Son mouvement n’a effectivement aucune issue puisque son corps et son esprit restent prisonniers du train, mais aussi du trauma généré par les conditions de vie qu’on lui a imposées. Curtis est un pur produit du monde qu’il aimerait changer.

Finalement, la seule figure révolutionnaire du film est celle de Namgoong Minsoo (Song Kang-ho).
Le film s’ouvre avec Curtis, mais se termine avec Namgoong Minsoo. Curtis avance de façon rectiligne ; Minsoo, lui, réfléchit à un déplacement alternatif. Lors de leur dialogue, à la fin, Curtis ne parle que du passé. Minsoo, pour sa part, réfléchit au futur. L’avenir appartient à ceux qui pensent en dehors des chemins balisés, même s’ils sont des parias, comme ce personnage.

Pourquoi avez-vous choisi un traitement distinct des deux classes sociales représentées dans Le Transperceneige – registre réaliste pour les pauvres, franche caricature pour les nantis ?

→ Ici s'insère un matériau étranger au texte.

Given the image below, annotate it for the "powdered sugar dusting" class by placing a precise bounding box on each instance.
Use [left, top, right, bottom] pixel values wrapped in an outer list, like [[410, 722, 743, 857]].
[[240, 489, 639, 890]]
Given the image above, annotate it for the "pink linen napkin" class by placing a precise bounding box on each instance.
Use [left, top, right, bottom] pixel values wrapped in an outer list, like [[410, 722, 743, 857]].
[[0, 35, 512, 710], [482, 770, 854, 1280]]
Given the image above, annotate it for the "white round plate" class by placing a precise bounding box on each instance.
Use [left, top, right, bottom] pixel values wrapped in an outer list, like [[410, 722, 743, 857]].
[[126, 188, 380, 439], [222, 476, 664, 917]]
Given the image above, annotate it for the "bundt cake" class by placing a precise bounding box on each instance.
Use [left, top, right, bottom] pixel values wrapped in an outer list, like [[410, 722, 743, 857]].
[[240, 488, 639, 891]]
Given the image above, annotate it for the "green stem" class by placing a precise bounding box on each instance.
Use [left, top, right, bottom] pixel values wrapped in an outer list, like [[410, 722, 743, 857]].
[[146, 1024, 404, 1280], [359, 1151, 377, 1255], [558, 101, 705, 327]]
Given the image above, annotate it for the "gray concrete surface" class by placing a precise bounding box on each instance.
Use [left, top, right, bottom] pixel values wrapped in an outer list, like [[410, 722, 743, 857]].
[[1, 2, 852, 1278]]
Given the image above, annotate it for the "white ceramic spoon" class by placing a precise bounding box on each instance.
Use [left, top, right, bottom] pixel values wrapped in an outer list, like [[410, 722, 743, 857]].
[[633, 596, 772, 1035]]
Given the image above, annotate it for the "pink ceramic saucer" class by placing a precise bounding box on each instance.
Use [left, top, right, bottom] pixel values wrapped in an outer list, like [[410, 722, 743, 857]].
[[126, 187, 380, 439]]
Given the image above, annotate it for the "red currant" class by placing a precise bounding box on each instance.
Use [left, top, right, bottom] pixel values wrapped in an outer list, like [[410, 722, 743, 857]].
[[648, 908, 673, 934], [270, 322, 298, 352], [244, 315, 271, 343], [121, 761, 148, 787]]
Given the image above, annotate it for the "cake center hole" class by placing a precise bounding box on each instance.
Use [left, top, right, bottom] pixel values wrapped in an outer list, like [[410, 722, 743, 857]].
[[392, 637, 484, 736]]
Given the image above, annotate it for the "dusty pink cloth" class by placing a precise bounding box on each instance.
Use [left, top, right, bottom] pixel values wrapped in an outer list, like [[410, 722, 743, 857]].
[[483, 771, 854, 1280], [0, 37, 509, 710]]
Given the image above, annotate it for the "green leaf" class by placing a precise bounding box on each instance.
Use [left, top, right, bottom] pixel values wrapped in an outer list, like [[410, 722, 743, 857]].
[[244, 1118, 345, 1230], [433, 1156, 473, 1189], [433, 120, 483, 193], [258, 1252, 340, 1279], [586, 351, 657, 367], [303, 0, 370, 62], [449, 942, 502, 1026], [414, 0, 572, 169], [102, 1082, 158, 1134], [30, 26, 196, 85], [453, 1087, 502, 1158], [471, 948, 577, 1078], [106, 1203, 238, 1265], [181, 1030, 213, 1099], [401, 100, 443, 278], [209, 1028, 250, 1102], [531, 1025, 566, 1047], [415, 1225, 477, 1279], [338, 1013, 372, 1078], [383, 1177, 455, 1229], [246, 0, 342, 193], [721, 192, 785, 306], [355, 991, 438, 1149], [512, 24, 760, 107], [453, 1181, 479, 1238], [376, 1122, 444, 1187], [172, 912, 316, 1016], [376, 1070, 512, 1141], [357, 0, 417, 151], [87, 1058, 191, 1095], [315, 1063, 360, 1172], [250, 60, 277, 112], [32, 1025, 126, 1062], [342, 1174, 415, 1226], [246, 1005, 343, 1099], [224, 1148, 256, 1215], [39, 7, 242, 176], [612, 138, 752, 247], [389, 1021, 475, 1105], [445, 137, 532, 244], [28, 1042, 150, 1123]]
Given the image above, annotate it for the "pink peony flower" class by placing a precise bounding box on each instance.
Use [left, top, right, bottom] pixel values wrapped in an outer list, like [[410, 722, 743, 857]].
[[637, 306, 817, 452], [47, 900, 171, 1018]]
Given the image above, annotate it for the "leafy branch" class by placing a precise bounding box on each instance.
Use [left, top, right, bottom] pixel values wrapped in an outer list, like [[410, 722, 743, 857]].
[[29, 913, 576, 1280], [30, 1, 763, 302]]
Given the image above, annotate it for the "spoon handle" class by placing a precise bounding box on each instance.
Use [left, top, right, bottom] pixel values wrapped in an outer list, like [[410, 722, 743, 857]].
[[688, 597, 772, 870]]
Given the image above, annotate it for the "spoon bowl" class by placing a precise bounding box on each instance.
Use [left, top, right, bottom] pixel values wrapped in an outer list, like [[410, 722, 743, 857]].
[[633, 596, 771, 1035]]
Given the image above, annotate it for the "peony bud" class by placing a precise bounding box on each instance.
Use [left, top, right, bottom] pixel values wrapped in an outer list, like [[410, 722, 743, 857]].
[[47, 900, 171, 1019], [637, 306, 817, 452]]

L’environnement de ces deux groupes participe de cette distinction. La frontière entre eux est marquée par les wagons de la serre et de l’aquarium. On passe alors d’un monde décrépi, très naturaliste, à des décors baroques. Or, les wagons des nantis, comme leurs passagers, ont un aspect factice : leur existence n’est qu’un mensonge, car tous sont prisonniers d’un appareil qui roule inéluctablement vers sa perte. Les pauvres se lamentent, eux se voilent la face.